Random packet: Wistar rat exodontia group (WN); GK rat exodontia group (GN), GK rat injection chitosan gel rubber group (G1), GK rat are pulled out the chitosan gel rubber group (G2) that injection is loaded with insulin, 3 every group.Take by weighing body weight, afterbody blood glucose measurement and labelling are with rat femoribus internus lumbar injection 1% pentobarbital liquid (0.5ml/100g body weight); Fixing, sterilization, drape.Lower jaw left side incisor separates gingiva, does trapezoidal cut in alveolar bone lip side, opens words side mucoperiosteum lobe; Remove the lip side seam plate of small part, reduce the bone resistance of lip side; The tongue side is utilized gingival separator that tooth and alveolar bone are separated gently and is made needle holder can clamp the Rat Mandibular incisor to get final product; Tooth socket is processed: strike off periodontal tissue in the tooth socket, normal saline suitably after the flushing according to the different grouping nest local injection insulin gel of having tooth pulled out; Close wound: the para-position of trying one's best of the mucoperiosteum of a side and offside mucoperiosteum is tightly sewed up after will having tooth pulled out.Postoperative is measured rat tail blood blood glucose before with art; After rat is fully clear-headed, put back to the Mus cage; Intramuscular injection: benzylpenicillin sodium for injection 200,000 unit solution (0.1ml/100g); Amoxicillin Capsules is dissolved in three days (0.25mg/d) in the drinking bottle.The SPSS13.0 statistical software analyzes, and experimental data is used Expression, group difference relatively adopt One-Way ANOVO to analyze the LSD method, and P＜0.05 thinks that difference has significance.

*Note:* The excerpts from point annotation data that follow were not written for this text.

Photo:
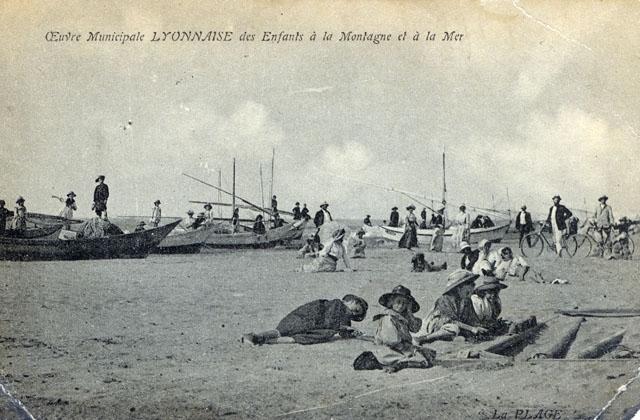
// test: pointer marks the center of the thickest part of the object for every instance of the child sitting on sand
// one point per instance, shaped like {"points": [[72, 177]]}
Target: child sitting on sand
{"points": [[452, 314], [315, 322], [394, 328], [419, 264]]}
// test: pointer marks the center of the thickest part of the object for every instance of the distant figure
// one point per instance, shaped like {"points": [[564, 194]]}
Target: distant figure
{"points": [[156, 214], [69, 206], [524, 225], [297, 213], [4, 213], [305, 212], [235, 220], [100, 197], [190, 220], [437, 239], [394, 217], [259, 227], [410, 237], [419, 264], [359, 245], [208, 213], [19, 222], [557, 219], [322, 216], [462, 226]]}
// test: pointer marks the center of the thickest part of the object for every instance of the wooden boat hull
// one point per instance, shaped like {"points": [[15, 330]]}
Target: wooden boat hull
{"points": [[270, 239], [492, 234], [130, 245]]}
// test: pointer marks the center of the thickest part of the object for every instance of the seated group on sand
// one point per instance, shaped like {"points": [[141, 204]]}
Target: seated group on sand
{"points": [[463, 309]]}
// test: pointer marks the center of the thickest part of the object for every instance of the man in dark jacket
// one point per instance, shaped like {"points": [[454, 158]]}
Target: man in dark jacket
{"points": [[524, 225], [315, 322], [557, 218], [100, 197], [394, 218]]}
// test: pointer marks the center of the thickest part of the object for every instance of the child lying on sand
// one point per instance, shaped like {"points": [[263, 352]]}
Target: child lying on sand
{"points": [[315, 322]]}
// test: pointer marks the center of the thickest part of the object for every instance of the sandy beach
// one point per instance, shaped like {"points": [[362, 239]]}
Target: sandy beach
{"points": [[159, 338]]}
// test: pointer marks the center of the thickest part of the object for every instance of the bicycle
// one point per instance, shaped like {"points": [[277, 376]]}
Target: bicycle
{"points": [[533, 244]]}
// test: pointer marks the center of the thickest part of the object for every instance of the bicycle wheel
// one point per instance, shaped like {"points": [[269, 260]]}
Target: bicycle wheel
{"points": [[579, 246], [532, 245]]}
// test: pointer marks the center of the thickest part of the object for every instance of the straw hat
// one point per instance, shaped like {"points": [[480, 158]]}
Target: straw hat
{"points": [[399, 291], [458, 278]]}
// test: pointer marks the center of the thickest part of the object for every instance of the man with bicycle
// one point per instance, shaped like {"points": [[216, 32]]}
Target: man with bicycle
{"points": [[557, 219], [604, 223]]}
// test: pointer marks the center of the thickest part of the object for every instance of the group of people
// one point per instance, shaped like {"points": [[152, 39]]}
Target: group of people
{"points": [[464, 309]]}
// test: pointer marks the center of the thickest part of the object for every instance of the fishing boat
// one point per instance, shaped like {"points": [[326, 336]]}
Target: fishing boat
{"points": [[493, 234], [128, 245], [272, 237]]}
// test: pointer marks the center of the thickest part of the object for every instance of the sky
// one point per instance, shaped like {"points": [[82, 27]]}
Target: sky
{"points": [[537, 99]]}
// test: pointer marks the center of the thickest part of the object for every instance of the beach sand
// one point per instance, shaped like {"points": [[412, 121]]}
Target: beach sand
{"points": [[159, 338]]}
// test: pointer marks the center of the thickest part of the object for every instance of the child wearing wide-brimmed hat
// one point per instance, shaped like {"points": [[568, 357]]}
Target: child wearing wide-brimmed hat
{"points": [[452, 314], [394, 328], [315, 322]]}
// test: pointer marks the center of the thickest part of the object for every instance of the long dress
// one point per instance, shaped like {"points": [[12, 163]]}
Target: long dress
{"points": [[410, 237]]}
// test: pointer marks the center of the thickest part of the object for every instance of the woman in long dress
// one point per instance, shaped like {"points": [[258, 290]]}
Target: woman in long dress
{"points": [[410, 238], [462, 230]]}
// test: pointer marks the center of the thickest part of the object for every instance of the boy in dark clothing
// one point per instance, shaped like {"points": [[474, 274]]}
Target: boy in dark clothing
{"points": [[315, 322]]}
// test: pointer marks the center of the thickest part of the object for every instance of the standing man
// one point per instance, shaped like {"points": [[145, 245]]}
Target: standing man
{"points": [[394, 217], [604, 220], [305, 212], [322, 215], [524, 225], [557, 218], [100, 197], [156, 214], [297, 213]]}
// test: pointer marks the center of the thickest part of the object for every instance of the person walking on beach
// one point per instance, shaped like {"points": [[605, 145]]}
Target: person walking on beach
{"points": [[524, 225], [4, 213], [394, 217], [100, 197], [156, 214], [318, 321], [557, 219]]}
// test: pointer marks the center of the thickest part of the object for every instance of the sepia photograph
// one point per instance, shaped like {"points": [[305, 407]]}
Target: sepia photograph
{"points": [[320, 209]]}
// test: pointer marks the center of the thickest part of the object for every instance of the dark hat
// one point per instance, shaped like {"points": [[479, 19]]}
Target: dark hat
{"points": [[458, 278], [490, 283], [399, 291], [363, 304]]}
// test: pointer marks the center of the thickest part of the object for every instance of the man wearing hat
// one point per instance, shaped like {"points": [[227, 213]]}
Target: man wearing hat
{"points": [[156, 214], [322, 216], [524, 224], [393, 330], [4, 213], [604, 221], [557, 219], [394, 217], [100, 197], [452, 314], [315, 322]]}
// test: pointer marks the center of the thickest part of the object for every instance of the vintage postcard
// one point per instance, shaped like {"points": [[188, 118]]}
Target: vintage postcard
{"points": [[333, 209]]}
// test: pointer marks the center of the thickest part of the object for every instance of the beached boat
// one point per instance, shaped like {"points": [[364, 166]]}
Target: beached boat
{"points": [[493, 234], [129, 245], [271, 238]]}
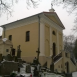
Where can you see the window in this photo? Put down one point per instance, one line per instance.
(53, 33)
(10, 37)
(27, 35)
(7, 50)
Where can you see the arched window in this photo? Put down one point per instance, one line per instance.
(53, 33)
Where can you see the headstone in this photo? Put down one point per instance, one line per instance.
(18, 52)
(7, 67)
(35, 61)
(36, 73)
(8, 57)
(28, 69)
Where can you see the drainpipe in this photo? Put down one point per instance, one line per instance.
(38, 52)
(39, 32)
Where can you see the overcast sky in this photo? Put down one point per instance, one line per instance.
(20, 11)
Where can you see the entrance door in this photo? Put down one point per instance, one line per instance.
(13, 52)
(54, 49)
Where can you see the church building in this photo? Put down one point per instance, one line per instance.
(42, 32)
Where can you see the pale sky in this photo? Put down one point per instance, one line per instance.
(20, 11)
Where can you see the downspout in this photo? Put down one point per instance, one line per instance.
(39, 32)
(3, 31)
(38, 52)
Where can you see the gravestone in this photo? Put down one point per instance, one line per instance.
(18, 52)
(8, 57)
(6, 67)
(28, 69)
(0, 57)
(35, 61)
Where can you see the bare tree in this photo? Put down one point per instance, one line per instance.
(6, 5)
(71, 6)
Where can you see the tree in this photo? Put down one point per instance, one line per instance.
(75, 49)
(71, 6)
(6, 5)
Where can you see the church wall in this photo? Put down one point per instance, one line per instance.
(28, 48)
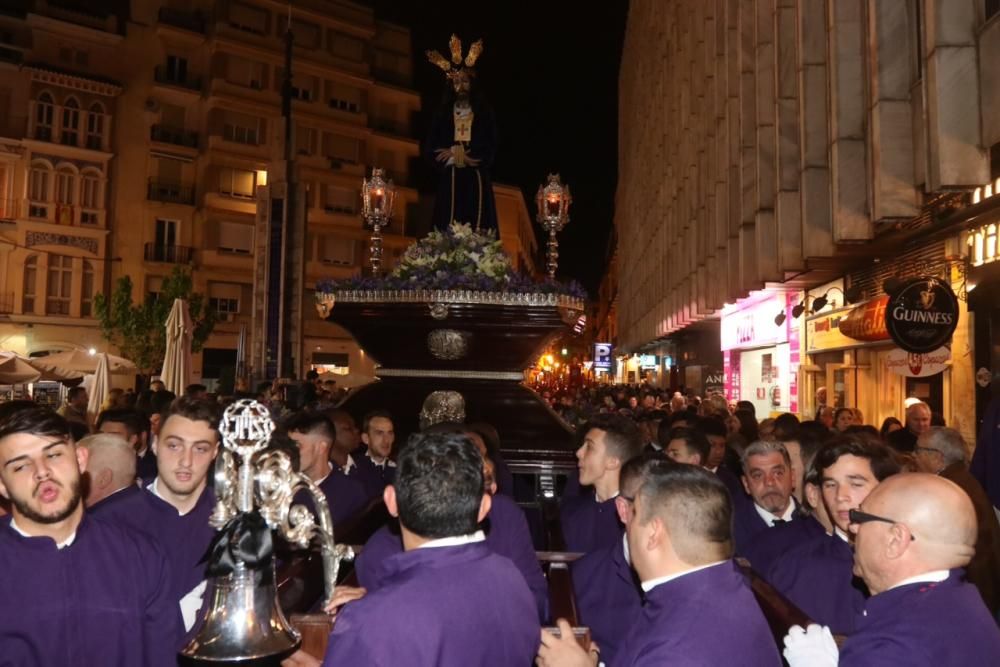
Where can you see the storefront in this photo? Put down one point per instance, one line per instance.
(760, 352)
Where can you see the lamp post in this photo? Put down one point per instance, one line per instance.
(553, 200)
(377, 199)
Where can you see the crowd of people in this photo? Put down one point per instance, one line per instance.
(881, 537)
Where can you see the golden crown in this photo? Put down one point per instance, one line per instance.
(453, 67)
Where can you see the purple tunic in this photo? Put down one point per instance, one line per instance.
(818, 577)
(587, 524)
(924, 625)
(708, 617)
(440, 606)
(770, 545)
(608, 597)
(103, 600)
(506, 535)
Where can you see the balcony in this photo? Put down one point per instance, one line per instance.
(172, 135)
(172, 78)
(185, 20)
(169, 254)
(171, 193)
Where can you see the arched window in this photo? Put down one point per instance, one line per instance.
(28, 286)
(39, 189)
(44, 113)
(60, 285)
(95, 127)
(87, 303)
(70, 135)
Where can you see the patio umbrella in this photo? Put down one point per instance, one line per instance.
(176, 371)
(82, 361)
(101, 385)
(17, 370)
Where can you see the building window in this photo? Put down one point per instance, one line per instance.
(60, 285)
(87, 304)
(242, 129)
(70, 135)
(28, 288)
(235, 238)
(39, 189)
(237, 182)
(95, 127)
(44, 114)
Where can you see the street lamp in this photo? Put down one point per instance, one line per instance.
(553, 200)
(377, 198)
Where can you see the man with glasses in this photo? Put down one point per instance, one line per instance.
(942, 451)
(913, 535)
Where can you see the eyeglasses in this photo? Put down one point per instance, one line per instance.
(859, 517)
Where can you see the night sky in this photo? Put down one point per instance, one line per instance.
(550, 70)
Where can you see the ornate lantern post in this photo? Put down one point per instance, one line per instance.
(553, 200)
(377, 199)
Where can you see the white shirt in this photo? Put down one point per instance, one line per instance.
(455, 541)
(769, 518)
(59, 545)
(653, 583)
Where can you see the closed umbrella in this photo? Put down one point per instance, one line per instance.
(176, 371)
(101, 385)
(17, 370)
(82, 361)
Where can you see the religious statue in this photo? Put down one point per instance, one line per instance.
(462, 144)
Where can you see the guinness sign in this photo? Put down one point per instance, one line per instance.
(922, 315)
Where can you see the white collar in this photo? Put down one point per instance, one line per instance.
(154, 488)
(769, 518)
(59, 545)
(934, 576)
(653, 583)
(454, 541)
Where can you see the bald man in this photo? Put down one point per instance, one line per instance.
(111, 471)
(913, 533)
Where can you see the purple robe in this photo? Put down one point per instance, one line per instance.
(818, 577)
(924, 625)
(708, 617)
(103, 600)
(608, 597)
(373, 476)
(770, 545)
(184, 539)
(461, 605)
(589, 525)
(506, 535)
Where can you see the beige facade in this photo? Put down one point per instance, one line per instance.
(781, 143)
(128, 148)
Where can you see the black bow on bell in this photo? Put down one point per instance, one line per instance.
(246, 538)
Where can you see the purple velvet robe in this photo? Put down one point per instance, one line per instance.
(708, 617)
(506, 535)
(818, 577)
(771, 544)
(103, 600)
(924, 625)
(440, 606)
(588, 525)
(184, 539)
(608, 597)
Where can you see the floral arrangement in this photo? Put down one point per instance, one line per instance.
(459, 258)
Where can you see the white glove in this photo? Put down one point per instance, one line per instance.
(813, 647)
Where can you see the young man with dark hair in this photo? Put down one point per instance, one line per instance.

2) the insulin gel promotes GK rat exodontia nest Healing to mandibular organization's topical

After preparing respectively sodium β-glycerophosphate solution and chitosan-acetic acid solution, use after being cooled to room temperature.Behind two kinds of solution ice baths, draw chitosan-acetic acid solution in container, rapid stirring dropwise adds sodium β-glycerophosphate solution simultaneously, and continues to stir, and obtains chitosan/sodium β-glycerophosphate hydrogel.Add an amount of insulin, preparation is to the insulin gel of mandibular organization's topical again.

1. draw materials and fixing

With the rat of experiment in one respectively at postoperative 7d, 14d, 21d, 28d draws materials.The grouping situation is with front portion experiment grouping.Mandibular bone is fixing outward: after separating mandibular bone, separate at the place of associating, center, clean out the muscle depended on, fascia, periodontal membrane after, in near take mandibular first molar as the boundary, mandibular bone is divided into front and back two parts, and it is frozen that the liquid nitrogen tissue is put into rapidly in the front portion, and it is fixing that 4% paraformaldehyde is put at the rear portion.Imaging examination: film making was observed each and is organized osseous tissue healing of exodontia nest and new bone formation situation after the x-ray inspection separated at the place of associating, center.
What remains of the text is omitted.